When asked whether Twitter would work closely with French investigators, a spokesperson said their website outlines the guidelines for law enforcement to request information.
"We review all reported content against our rules, which prohibit direct, specific threats of violence against others," the spokesperson wrote in an email.
An email to Google requesting comment was not immediately answered.
The pace of foreign fighters joining the Islamic State and other extremist groups has not slowed and at least 3,400 come from Western nations among 20,000 from around the world, U.S. intelligence officials say.

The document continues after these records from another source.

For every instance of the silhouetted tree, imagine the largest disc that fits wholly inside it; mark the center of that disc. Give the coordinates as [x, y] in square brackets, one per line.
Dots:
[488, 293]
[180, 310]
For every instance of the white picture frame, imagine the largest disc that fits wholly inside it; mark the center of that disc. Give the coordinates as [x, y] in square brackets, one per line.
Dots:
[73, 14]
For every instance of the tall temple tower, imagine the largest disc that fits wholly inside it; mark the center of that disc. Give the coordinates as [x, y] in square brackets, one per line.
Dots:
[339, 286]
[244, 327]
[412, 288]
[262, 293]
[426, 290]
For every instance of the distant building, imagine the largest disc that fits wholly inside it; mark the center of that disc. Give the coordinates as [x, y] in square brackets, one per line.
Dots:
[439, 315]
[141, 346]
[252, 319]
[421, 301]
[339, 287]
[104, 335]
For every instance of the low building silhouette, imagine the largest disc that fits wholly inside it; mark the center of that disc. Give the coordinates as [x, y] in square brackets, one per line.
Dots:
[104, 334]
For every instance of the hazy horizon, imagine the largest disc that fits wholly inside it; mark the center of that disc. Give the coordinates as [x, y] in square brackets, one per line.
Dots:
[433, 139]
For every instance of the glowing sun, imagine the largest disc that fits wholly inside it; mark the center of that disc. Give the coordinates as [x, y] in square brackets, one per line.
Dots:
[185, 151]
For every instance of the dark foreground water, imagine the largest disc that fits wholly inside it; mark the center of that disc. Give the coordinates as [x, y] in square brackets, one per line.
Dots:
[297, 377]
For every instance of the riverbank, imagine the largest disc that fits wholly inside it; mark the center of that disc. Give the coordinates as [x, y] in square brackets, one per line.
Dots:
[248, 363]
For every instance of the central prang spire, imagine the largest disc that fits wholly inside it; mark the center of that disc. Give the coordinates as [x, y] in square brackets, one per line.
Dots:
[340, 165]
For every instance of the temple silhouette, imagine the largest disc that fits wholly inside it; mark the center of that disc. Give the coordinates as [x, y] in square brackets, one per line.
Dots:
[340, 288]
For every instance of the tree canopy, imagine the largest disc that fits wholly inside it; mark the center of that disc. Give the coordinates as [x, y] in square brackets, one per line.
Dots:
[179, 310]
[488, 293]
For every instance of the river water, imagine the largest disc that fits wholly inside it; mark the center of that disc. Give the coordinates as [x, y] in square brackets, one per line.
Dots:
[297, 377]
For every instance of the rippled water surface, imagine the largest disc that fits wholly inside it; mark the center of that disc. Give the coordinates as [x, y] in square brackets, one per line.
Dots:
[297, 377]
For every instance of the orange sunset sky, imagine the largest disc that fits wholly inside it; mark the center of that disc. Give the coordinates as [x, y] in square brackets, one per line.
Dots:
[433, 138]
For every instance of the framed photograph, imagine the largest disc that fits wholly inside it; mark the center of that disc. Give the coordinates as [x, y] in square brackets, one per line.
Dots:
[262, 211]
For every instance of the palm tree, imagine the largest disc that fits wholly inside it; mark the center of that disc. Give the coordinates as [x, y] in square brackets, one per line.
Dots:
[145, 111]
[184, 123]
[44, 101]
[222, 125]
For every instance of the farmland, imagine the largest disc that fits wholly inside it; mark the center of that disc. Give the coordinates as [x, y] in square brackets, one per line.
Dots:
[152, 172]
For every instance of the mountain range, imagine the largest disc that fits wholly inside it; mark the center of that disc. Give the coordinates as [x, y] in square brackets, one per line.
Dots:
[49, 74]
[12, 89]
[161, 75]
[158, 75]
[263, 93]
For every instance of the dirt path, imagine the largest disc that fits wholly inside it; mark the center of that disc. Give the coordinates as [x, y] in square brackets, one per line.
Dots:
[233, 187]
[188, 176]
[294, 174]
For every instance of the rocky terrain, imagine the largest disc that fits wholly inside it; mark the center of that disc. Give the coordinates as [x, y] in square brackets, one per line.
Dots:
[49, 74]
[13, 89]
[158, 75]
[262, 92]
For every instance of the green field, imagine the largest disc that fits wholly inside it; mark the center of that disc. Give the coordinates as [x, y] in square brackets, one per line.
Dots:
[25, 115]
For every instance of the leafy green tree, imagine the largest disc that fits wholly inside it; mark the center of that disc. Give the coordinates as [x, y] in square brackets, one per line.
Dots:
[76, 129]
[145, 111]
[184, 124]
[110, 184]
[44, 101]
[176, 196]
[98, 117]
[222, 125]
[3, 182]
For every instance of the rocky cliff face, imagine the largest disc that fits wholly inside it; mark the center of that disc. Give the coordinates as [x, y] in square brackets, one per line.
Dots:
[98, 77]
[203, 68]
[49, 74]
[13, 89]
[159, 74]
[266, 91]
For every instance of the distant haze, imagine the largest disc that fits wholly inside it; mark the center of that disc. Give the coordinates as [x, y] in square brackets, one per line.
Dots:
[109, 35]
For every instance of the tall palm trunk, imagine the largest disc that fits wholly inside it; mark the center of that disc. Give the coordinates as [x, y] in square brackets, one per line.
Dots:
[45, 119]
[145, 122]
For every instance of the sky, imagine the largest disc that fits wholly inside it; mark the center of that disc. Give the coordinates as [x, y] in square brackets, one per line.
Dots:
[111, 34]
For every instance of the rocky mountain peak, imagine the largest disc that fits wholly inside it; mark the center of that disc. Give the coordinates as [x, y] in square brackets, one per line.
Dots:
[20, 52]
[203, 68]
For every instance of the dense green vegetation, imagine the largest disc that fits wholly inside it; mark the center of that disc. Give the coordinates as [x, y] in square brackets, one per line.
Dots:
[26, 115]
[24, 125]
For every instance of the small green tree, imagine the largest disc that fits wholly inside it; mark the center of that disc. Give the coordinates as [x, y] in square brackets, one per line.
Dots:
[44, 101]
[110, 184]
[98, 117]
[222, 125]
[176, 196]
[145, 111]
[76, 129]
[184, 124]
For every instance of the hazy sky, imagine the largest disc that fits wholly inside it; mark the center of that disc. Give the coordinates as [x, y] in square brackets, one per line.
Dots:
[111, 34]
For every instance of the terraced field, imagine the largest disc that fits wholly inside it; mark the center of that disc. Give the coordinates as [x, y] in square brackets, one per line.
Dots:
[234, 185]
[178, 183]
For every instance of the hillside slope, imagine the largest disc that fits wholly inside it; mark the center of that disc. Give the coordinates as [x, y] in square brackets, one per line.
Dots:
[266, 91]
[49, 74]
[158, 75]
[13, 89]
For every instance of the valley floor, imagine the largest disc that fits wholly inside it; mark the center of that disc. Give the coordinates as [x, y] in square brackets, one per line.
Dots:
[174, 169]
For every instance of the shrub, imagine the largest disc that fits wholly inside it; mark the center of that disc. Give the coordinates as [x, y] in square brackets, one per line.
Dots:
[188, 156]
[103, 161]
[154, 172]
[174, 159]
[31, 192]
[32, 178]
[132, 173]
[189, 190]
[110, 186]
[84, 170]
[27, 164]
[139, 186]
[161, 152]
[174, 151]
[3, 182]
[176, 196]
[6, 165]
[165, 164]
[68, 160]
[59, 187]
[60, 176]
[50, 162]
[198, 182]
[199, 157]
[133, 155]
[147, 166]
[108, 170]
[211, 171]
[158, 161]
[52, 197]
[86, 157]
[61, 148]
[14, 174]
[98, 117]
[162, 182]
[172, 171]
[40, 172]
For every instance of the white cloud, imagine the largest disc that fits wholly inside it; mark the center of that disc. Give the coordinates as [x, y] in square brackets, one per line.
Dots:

France has some of the highest numbers of youths in Europe who travel abroad for terrorist training – some 1,000 people, with the majority between 18 and 29 years old. According to a report by the EU Institute for Security Studies, 89 percent of a similarly aged group of “digital natives” are active online in the EU. The group estimates that 70 percent of these young people use social networks on a daily basis, and spend an average of more than 19 hours per week online.
France also recently launched a new website stop-djihadisme.gouv.fr, which provides information about radicalization and jihad propaganda, and links to a two-minute video on the horrifying reality of joining the ranks of a terrorist group. The video's menacing music and graphic images are intended to shock.
"I told them we can figure this out together, we can come up with counter-terrorism speech and block these sites that are enticing the most vulnerable members of our society to commit terrorist acts," he said.
France also is pushing to treat jihadi material on the Internet like child porn, a task that before the attacks in Paris was getting scant traction but now seems to have caught the attention of Europe's top security officials.
Cazeneuve said the meeting Friday is a first step in building a strong relationship between the tech companies and the French government. He said he invited them to go to Paris in April to continue the conversation.